Alg@line – Real time algal monitoring in the Baltic Sea
SYKE Alg@line network in the Baltic Sea monitors the state of the sea and detects algal blooms. Several millions of data points are collected annually from the Baltic Sea, using a fleet of ferries operated by shipping companies. Ferries are equipped with flow-through systems (usually called ‘Ferryboxes’) with spatial measurement resolution of about 200 m. The data recording has the geo-reference logging from GPS. Ferryboxes incorporate a thermosalinograph, chlorohyll, phycocyanin and CDOM fluorometers, turbidity meter and refrigerated sampling unit providing discrete water samples for laboratory analyses (e.g. microscopy, FlowCAM, nutrients, optical analysis, and experimental work). Additional flow-through sensors e.g. for primary production (FRRF) and light reflectance are used periodically,
Data is visualized in SYKE webpage and in Järviwiki (alias Lakewiki)which is a web service built and maintained in cooperation by authorities and common people. Data may be downloaded through Emodnet and CMEMS
AquaDocs
AquaDocs is the joint open access repository of the UNESCO/IOC InternationaI Oceanographic Data and Information Exchange (IODE) and the International Association of Aquatic and Marine Science Libraries and Information Centers (IAMSLIC) with support from the FAO Aquatic Sciences and Fisheries Abstracts. It is a thematic repository covering the natural marine, coastal, estuarine/brackish and fresh water environments and includes all aspects of the science, technology, management and conservation of these environments, their organisms and resources, and the economic, sociological and legal aspects.
BHFR
This HF radar system is composed by two CODAR Seasonde antennas (transmit frecuency 4.525 MHz) and offers many benefits for the Basque Operational Oceanography Network such as: the improvement of the knowledge about surface currents and their forcing physical processes, marine safety, search and rescue, pollution response, validation and calibration of both hydrodynamic and pollutant drift forecasting models, data assimilation on progress, etc. The access from raw radial data to processes 2D surface current is provided for scientific and applied purposes (Coastal processes, marine safety, search and rescue, pollution response, etc).
Cefas Data Hub
CefMAT is a web-based marine assessment tool platform to address policy questions. Users can efficiently produce high quality visualisations and summary statistics tailored to their queries. It also gives access to specific products created under CMEMS and visualisation of aggregated DOI biological datasets from Cefas Data Hub. Services currently offered by the infrastructure include the following: the Marine Online Assessment Tool to find out the UK’s progress towards Good Environmental Status; the Cefas science dashboard to find out the latest in Cefas’ marine science and the development of innovative monitoring techniques and assessment methodologies, and the Atlantic Assessments to discover assessments of the Northeast Atlantic based on satellite and modelling outputs data from CMEMS.
COSYNA
COSYNA provides near real-time data from integrated observations and model results. The observations comprise a variety of in situ techniques (e.g. FerryBox, Cabled Underwater Observatories) as well as remote sensing from shore by radar and from space by satellite. Key physical, sedimentary, geochemical and biological parameters are observed at high temporal resolution in the water column and the upper and lower boundary layers.

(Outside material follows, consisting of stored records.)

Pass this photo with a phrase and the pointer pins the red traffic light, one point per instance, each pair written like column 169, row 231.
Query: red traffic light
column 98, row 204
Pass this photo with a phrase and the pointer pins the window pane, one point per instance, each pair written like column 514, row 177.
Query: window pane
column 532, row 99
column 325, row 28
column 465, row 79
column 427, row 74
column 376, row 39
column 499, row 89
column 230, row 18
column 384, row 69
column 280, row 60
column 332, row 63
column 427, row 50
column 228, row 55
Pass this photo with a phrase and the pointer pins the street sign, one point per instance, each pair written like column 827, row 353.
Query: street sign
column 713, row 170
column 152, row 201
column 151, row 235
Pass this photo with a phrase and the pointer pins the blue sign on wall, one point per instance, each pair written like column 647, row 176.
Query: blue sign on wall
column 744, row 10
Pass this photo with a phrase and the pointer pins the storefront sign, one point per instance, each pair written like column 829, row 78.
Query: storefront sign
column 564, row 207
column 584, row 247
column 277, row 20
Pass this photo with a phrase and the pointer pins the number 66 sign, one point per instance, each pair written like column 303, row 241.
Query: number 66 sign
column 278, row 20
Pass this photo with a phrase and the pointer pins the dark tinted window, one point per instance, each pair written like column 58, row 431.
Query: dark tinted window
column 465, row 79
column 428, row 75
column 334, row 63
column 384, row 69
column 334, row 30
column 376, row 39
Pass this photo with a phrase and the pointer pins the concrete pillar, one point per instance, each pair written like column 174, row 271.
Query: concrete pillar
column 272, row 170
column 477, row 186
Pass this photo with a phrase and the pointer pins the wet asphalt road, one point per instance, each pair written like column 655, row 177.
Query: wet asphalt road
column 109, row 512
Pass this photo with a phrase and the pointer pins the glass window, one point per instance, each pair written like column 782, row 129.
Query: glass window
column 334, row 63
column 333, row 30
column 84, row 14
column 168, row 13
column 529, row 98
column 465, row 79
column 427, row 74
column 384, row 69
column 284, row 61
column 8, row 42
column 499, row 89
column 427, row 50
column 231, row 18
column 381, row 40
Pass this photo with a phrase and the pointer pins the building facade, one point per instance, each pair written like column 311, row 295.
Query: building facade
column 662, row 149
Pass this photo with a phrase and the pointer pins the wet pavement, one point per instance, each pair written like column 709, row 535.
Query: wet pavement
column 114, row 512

COSYNA’s modelling part consists of nested models with different grid sizes for hydrography (salinity, waves, currents), for suspended matter and for biogeochemical and ecosystem processes. Sophisticated data assimilation procedures, i.e. continuous corrections of the models by observations, improve the reliability of now-casts and short-term forecasts. All data and plots are generally available for download and visualization (FAIR) through the data portal.
In addition FerryBox ship of opportunity data can be accessed via the data portal where different visualizaton tools are available (e.g. single transect, pool data along a certain transect for a longer time period or time-series at certain locations). Furthermore, all datasets can be exported in ASCII (tab separated tables) or NetCDF format and downloaded.

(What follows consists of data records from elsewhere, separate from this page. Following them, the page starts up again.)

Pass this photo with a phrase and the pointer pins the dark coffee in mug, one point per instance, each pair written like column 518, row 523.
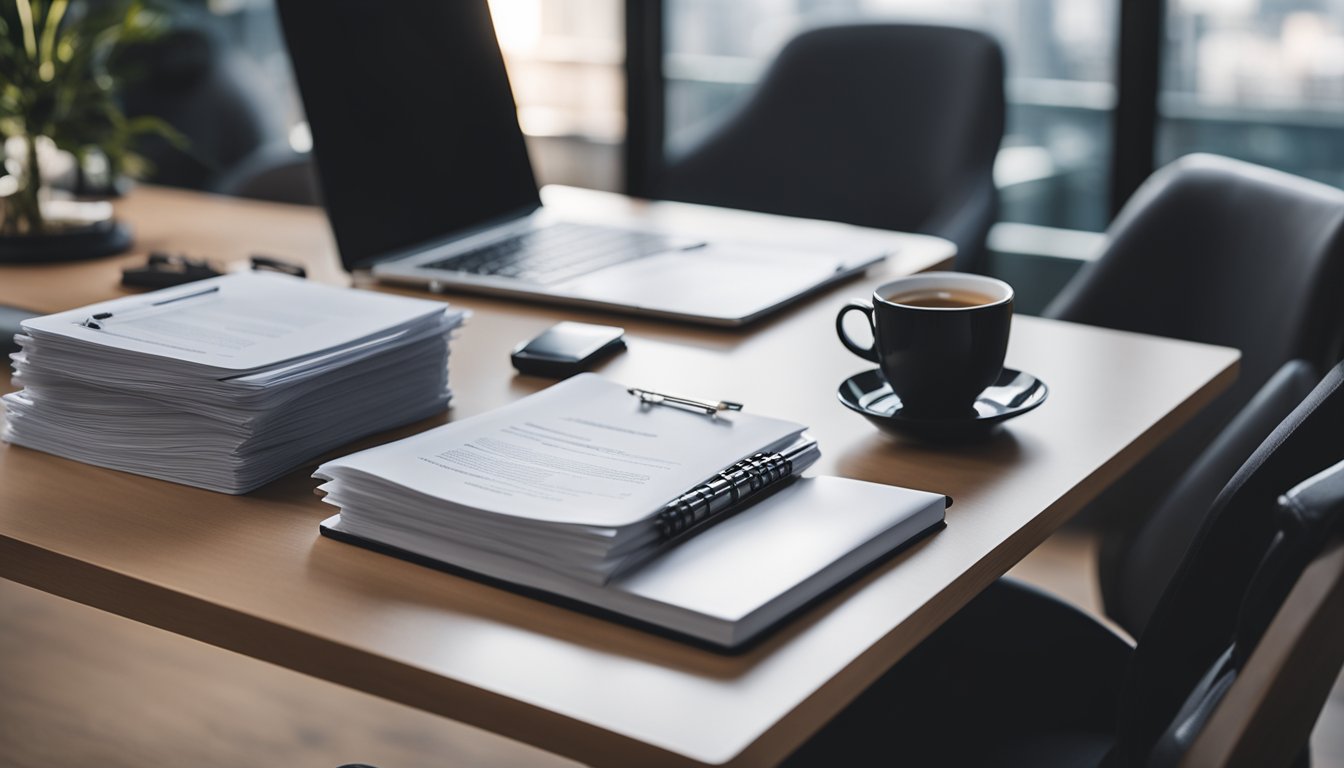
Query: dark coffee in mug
column 940, row 339
column 938, row 299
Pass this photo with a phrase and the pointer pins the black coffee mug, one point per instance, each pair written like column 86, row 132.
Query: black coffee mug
column 940, row 338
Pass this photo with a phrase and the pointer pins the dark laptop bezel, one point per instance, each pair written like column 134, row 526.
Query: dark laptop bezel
column 313, row 34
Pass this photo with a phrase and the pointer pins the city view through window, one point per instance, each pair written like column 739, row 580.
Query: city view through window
column 1260, row 80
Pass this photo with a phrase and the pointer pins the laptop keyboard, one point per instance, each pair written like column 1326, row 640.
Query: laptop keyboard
column 555, row 252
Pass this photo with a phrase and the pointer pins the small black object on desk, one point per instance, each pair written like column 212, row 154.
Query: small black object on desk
column 567, row 349
column 168, row 269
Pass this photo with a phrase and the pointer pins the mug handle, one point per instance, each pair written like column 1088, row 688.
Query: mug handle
column 866, row 353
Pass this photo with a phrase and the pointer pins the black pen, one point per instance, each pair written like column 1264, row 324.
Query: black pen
column 97, row 319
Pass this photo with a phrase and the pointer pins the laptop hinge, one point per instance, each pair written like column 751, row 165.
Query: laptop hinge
column 438, row 242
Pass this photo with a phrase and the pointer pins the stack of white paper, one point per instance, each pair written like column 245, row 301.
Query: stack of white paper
column 567, row 480
column 562, row 492
column 230, row 382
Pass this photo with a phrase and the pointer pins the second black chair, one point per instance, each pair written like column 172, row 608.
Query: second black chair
column 880, row 125
column 1219, row 252
column 1019, row 678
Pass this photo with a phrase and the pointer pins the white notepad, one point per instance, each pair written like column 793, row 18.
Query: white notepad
column 562, row 494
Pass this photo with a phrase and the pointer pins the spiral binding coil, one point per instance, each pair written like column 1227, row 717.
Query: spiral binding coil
column 722, row 494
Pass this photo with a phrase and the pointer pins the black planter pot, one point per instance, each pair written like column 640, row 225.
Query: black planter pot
column 96, row 241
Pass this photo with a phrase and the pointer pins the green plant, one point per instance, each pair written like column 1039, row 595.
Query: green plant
column 58, row 80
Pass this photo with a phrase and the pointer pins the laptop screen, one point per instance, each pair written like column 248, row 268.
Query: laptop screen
column 414, row 127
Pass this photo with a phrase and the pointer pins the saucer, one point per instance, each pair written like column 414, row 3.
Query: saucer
column 1012, row 394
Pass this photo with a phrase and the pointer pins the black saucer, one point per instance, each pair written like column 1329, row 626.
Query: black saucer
column 1012, row 394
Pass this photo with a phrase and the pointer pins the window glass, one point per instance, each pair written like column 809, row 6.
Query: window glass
column 1258, row 80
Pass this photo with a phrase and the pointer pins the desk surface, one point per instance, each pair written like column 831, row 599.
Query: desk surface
column 252, row 573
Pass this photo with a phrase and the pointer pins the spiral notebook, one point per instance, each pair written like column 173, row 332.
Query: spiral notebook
column 687, row 523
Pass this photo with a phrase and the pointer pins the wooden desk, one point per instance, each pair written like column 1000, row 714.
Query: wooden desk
column 252, row 574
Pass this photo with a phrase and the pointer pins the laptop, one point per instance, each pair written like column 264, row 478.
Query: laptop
column 426, row 179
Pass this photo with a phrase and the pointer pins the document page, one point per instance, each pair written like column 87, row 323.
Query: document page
column 583, row 451
column 238, row 322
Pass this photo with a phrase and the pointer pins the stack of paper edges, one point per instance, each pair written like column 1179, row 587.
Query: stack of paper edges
column 227, row 384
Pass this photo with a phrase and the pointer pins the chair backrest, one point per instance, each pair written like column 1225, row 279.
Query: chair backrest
column 1272, row 706
column 1222, row 252
column 1258, row 704
column 1202, row 611
column 883, row 125
column 222, row 104
column 1149, row 560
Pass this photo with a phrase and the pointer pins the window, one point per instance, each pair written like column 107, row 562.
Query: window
column 1258, row 80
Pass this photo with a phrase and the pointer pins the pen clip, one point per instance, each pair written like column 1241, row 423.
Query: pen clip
column 97, row 319
column 706, row 406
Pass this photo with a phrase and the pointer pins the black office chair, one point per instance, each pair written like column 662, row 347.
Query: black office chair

COSYNA’s motivation is bridging the gap between operational oceanography and the various users of forecasts of the marine state. For further outreach to stakeholders and the wider community a web app has been developed. This data are also available as an app for the most common platforms.
EcoTaxa
EcoTaxa is a web application where users can (i) upload and host images of individual objects, (ii) name them according to a universal taxonomy with the help of advanced machine learning algorithms, and (iii) export the resulting ecological data in standard and easy to use formats, for scientific exploitation and dissemination. It is currently massively used for images collected by quantitative plankton imaging instruments.

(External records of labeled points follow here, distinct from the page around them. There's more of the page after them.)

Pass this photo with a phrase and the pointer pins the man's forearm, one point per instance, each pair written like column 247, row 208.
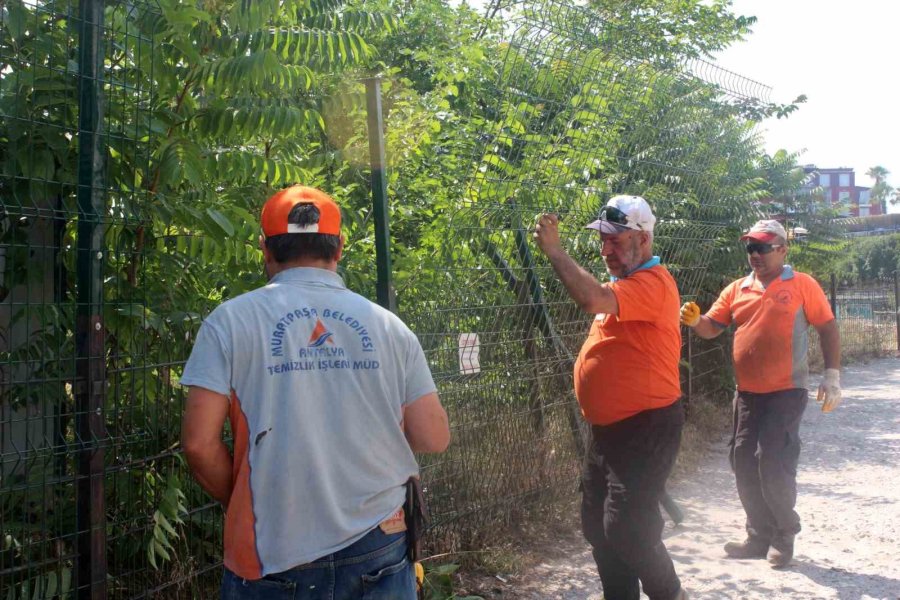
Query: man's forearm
column 830, row 341
column 212, row 468
column 585, row 290
column 707, row 328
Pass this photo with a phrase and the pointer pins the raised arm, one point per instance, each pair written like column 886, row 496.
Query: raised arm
column 589, row 294
column 425, row 424
column 201, row 437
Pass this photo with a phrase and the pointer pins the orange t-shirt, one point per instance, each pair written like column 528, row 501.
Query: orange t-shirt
column 771, row 341
column 629, row 362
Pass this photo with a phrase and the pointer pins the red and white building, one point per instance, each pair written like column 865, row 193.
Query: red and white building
column 838, row 186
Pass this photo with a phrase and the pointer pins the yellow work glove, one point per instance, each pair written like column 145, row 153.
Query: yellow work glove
column 829, row 395
column 420, row 578
column 690, row 314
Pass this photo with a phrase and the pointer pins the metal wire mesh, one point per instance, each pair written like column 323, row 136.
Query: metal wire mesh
column 868, row 317
column 573, row 122
column 92, row 486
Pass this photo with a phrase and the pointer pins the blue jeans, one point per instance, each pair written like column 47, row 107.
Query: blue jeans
column 374, row 567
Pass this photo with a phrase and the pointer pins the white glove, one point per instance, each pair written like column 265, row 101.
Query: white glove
column 829, row 395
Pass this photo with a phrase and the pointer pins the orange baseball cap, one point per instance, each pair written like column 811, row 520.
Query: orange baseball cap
column 277, row 209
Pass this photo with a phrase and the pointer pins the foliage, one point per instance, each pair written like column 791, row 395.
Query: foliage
column 438, row 583
column 881, row 191
column 789, row 198
column 211, row 105
column 869, row 258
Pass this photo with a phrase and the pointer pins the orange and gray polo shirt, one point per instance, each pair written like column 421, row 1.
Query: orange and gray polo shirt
column 771, row 340
column 629, row 362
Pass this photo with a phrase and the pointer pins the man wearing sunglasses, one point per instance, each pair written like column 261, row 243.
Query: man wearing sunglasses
column 626, row 382
column 772, row 309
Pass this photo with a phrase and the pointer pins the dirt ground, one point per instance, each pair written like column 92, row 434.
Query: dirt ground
column 849, row 500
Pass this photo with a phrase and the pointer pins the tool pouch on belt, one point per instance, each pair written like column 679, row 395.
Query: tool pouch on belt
column 416, row 518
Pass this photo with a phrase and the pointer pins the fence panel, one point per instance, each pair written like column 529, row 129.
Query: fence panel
column 97, row 321
column 571, row 125
column 868, row 317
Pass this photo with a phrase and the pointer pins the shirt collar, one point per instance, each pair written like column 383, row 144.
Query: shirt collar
column 787, row 272
column 308, row 275
column 649, row 264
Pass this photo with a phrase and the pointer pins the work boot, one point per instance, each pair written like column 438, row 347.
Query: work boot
column 782, row 551
column 749, row 548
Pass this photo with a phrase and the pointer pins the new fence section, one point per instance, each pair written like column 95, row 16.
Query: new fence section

EU HFR NODE / CNR eInfrastructure
The European High Frequency Radar Node (EU HFR Node) was established in 2018 by AZTI, CNR-ISMAR and SOCIB, under the coordination of the EuroGOOS HFR Task Team, as the focal point and operational asset in Europe for HFR data management and dissemination, also promoting networking between EU infrastructures and the Global HFR network. The EU HFR Node is fully operational since December 2018 in distributing tools and support for standardization to the HFR providers as well as standardized Near Real Time (NRT) and Delayed-Mode (DM) HFR radial and total current data to CMEMS-INSTAC, EMODnet Physics and SDC Data Access. The EU HFR Node is managing data from European HFR networks and integrates and delivers US HFR network data to the aforementioned data portals. In particular, the EU HFR Node implements the functions of data acquisition and harvesting, QC, validation/assessment, NRT data delivery and historical data distribution with different reprocessing levels.
The core of this service consists in the continuous development of the data model and the processing standards through discussion with operators, providers, distributors and international experts. Based on this, the EU HFR Node maintains and updates manuals, procedure guidelines and software tools, and pushes them towards the HFR operators, providers and managers via repositories and training workshops. In particular, the software tools for processing native HFR data for QC and converting them to the standard format for distribution are continuously made available to HFR operators via public GitHub repositories and releases with DOI assigned.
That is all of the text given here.